Behold the latest idiocy.
A NEGOTIATOR from Sudan has likened industrial powers' plans to fight climate change to the Holocaust as passions flared over a deal in Copenhagen.I must say msot of those "across this conference" offend me considering their refusal to even listen to opposing viewpoints. Be that as it may, invoking the Holocaust no matter what side of the debate you're on only trivializes the actual Holocaust itself and offers nothing to the current debate.
Sudanese official Lumumba Stanislas Dia-ping, who chairs the Group of 77 and China bloc of 130 poor nations, angrily denounced a US-led draft agreement on climate change during an all-night session.
The pact "is a solution based on values, the very same values in our opinion that funnelled six million people in Europe into furnaces," Dia-ping said.
Dia-ping is known for strong statements and declared the draft deal the worst in the history of climate negotiations.
The draft "asked Africa to sign a suicide pact, an incineration pact, in order to maintain the economic dominance of a few countries," he said.
Delegates from a number of Western countries quickly took to the floor to denounce the Sudanese delegate's references as offensive.
Ed Miliband, Britain's climate minister, condemned the "disgusting comparison" which he said "should offend people across this conference whatever background they come from".
The great global warming hoaxer of our time isn't exactly beneath the Holocaust analogy, either.

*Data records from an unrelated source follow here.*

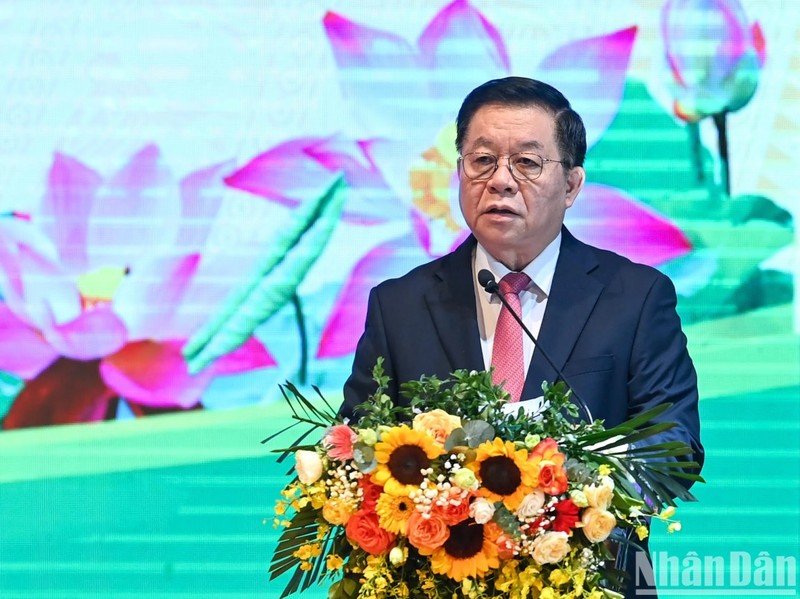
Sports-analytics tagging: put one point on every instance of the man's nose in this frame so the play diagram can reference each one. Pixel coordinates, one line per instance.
(502, 181)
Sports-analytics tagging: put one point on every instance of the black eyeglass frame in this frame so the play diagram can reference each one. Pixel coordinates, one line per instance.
(509, 164)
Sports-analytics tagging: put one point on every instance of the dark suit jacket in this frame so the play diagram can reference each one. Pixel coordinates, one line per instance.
(610, 326)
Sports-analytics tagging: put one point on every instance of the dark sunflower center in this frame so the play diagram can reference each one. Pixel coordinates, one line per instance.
(406, 464)
(466, 539)
(500, 475)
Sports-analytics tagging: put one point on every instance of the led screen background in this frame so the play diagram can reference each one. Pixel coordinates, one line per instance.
(155, 159)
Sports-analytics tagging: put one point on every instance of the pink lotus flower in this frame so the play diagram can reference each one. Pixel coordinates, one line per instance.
(459, 49)
(102, 288)
(714, 56)
(338, 442)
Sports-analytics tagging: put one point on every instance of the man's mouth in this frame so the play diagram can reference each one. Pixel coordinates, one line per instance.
(501, 210)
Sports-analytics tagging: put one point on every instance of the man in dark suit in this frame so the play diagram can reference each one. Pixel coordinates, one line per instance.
(610, 325)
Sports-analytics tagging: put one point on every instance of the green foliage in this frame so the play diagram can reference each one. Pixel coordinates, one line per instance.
(644, 474)
(274, 283)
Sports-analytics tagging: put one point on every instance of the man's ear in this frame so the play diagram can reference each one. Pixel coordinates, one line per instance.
(575, 180)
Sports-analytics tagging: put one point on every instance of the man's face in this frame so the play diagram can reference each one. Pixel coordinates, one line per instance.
(516, 219)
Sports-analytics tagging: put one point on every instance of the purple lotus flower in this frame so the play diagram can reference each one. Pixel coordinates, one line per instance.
(458, 50)
(714, 55)
(102, 288)
(407, 169)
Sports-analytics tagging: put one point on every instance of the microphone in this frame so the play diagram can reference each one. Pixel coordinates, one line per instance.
(488, 282)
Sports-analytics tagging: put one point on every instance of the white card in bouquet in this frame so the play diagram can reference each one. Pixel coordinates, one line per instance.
(532, 407)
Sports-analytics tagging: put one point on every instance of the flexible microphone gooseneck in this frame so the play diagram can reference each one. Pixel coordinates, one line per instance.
(488, 282)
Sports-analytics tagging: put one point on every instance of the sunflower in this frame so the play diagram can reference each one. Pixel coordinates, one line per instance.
(394, 512)
(402, 454)
(468, 552)
(504, 472)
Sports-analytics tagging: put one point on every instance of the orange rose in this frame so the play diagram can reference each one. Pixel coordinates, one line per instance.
(552, 479)
(364, 530)
(427, 534)
(437, 423)
(552, 476)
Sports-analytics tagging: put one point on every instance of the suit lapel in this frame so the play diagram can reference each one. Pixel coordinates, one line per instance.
(572, 297)
(451, 302)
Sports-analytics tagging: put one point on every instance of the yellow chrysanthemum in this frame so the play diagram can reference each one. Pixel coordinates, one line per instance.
(394, 512)
(468, 552)
(504, 472)
(402, 454)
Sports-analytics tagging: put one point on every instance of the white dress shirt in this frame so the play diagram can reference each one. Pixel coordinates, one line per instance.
(533, 299)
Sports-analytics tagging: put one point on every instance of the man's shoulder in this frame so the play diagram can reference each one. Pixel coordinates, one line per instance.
(613, 263)
(419, 277)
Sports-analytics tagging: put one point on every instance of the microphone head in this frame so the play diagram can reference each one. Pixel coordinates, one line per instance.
(486, 280)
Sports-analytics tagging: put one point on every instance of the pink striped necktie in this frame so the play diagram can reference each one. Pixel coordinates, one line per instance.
(507, 354)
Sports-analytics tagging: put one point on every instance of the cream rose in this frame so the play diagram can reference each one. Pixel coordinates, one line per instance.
(481, 511)
(531, 505)
(398, 556)
(308, 465)
(551, 548)
(465, 478)
(597, 524)
(599, 496)
(437, 423)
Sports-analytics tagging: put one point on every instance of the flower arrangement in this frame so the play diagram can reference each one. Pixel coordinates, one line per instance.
(457, 494)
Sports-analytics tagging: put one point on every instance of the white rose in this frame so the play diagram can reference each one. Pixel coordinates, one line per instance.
(597, 524)
(308, 465)
(481, 511)
(398, 556)
(531, 505)
(551, 548)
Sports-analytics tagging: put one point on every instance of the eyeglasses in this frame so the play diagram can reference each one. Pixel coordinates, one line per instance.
(522, 165)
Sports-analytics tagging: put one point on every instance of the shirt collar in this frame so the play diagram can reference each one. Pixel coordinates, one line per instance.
(541, 269)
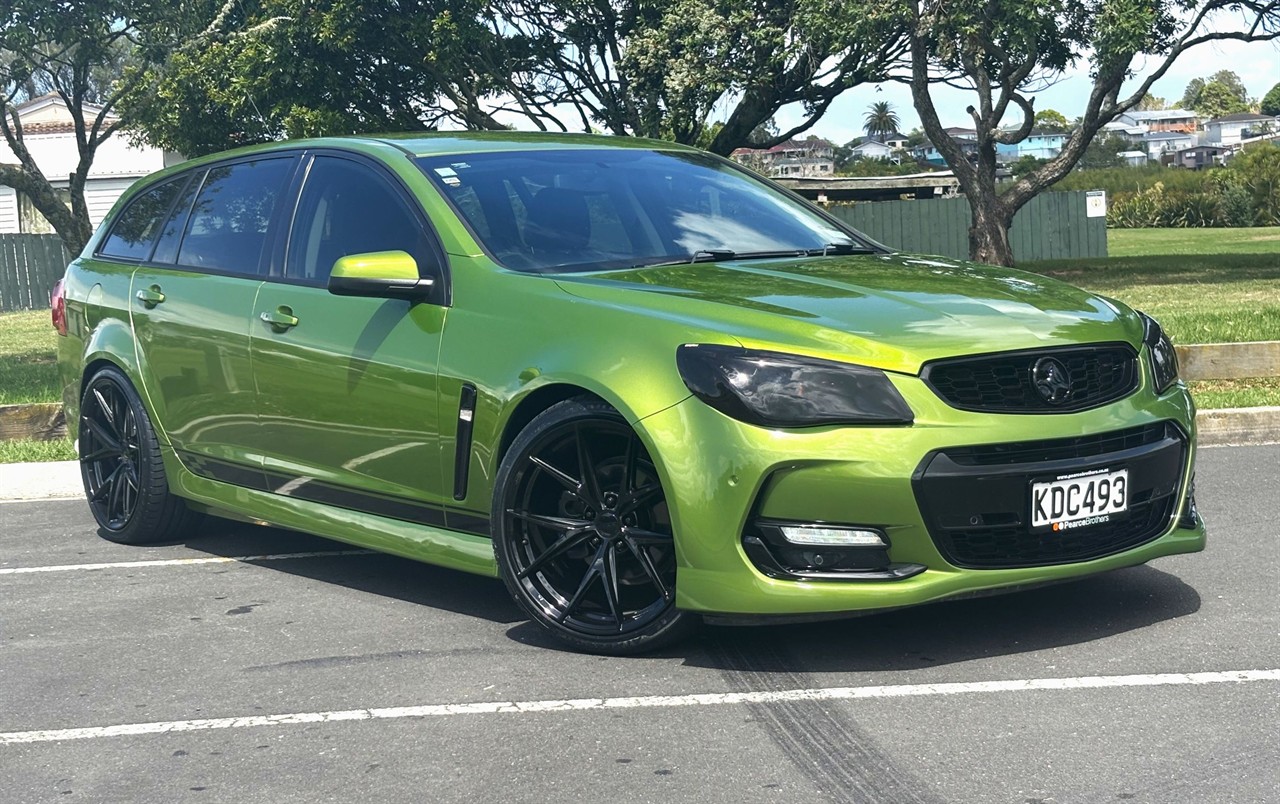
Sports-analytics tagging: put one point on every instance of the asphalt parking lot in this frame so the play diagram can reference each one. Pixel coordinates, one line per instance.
(255, 665)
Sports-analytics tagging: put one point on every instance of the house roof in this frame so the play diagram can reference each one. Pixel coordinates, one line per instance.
(51, 99)
(1161, 114)
(1242, 117)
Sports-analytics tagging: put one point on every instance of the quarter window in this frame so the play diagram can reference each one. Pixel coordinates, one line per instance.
(136, 227)
(348, 209)
(228, 224)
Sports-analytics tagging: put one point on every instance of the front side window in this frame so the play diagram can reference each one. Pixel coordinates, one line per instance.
(346, 208)
(227, 229)
(616, 208)
(136, 228)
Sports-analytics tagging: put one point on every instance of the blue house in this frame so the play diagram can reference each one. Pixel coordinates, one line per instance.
(1038, 144)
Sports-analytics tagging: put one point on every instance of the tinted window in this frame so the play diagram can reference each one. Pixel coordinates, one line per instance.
(227, 229)
(136, 227)
(617, 208)
(170, 236)
(346, 208)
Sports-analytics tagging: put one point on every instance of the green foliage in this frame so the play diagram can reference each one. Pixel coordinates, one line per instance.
(275, 68)
(1105, 152)
(881, 120)
(1217, 100)
(1271, 101)
(1257, 172)
(1228, 92)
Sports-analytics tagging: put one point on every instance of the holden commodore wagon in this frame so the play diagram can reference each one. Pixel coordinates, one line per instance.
(634, 380)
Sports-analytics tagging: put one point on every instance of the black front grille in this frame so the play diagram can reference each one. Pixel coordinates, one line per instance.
(1002, 383)
(976, 501)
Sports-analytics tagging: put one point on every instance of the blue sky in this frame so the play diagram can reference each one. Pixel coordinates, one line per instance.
(1257, 64)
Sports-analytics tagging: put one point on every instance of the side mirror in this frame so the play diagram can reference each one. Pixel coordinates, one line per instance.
(382, 274)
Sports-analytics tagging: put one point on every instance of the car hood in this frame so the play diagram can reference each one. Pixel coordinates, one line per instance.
(890, 311)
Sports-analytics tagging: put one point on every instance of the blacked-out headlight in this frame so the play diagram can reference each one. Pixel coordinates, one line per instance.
(787, 391)
(1164, 359)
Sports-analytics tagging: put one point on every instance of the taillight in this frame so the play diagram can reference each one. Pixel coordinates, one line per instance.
(58, 304)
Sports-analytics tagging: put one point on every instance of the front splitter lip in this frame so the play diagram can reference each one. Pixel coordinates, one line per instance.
(768, 597)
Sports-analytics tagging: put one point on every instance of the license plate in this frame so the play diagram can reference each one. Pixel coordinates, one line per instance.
(1079, 501)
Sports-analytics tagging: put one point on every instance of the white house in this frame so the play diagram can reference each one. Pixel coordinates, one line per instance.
(1232, 128)
(872, 149)
(50, 136)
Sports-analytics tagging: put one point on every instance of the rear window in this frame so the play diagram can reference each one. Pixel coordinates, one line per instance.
(227, 229)
(136, 228)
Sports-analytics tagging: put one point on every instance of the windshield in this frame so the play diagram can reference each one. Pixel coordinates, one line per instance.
(592, 209)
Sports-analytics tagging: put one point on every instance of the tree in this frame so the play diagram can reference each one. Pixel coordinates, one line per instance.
(1005, 50)
(1052, 120)
(1217, 100)
(666, 68)
(1193, 97)
(1271, 101)
(76, 51)
(881, 120)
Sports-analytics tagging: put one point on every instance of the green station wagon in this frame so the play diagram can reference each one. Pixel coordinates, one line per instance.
(634, 380)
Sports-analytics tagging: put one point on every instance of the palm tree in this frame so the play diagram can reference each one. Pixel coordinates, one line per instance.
(881, 119)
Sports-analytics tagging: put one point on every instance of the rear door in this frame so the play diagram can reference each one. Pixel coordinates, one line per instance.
(346, 385)
(191, 305)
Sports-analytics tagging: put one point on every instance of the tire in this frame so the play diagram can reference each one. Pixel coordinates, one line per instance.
(120, 466)
(583, 534)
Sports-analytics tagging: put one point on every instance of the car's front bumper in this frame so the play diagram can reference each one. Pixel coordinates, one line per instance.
(723, 478)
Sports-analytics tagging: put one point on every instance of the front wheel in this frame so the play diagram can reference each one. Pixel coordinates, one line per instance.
(583, 534)
(122, 469)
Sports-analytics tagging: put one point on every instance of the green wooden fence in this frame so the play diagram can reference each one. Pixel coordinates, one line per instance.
(1054, 225)
(30, 265)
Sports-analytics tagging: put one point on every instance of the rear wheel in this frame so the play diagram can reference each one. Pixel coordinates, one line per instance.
(120, 466)
(583, 533)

If you question the severity of the climate threat, or argue that how humanity should handle it is up for debate, you are likely to be called a ‘climate change denier’. One green went so far as to advocate Nuremberg-style war crimes trials for those who question anthropogenic climate change. Another commentator wrote: ‘I would like to say we’re at a point where global warming is impossible to deny. Let’s just say that global warming deniers are now on a par with Holocaust deniers, though one denies the past and the other denies the present and future.’
So, contesting the irrefutable evidence that six million Jews were murdered by the Nazis is put on a par with questioning events that have not even happened yet. To demand that policies which affect our everyday lives should be put up for critical inquiry and debate is likened to falsifying history.
In his Oxford speech, Gore admitted that it is difficult to persuade the public that the threat from climate change is as urgent as the threat from Hitler was in the 1930s. Yes, that’s because the majority of sensible people can tell the difference between the manageable challenges posed by changes to the environment and the global havoc wreaked by the Second World War, the rise of fascism, and the Nazis’ attempt to annihilate the Jews.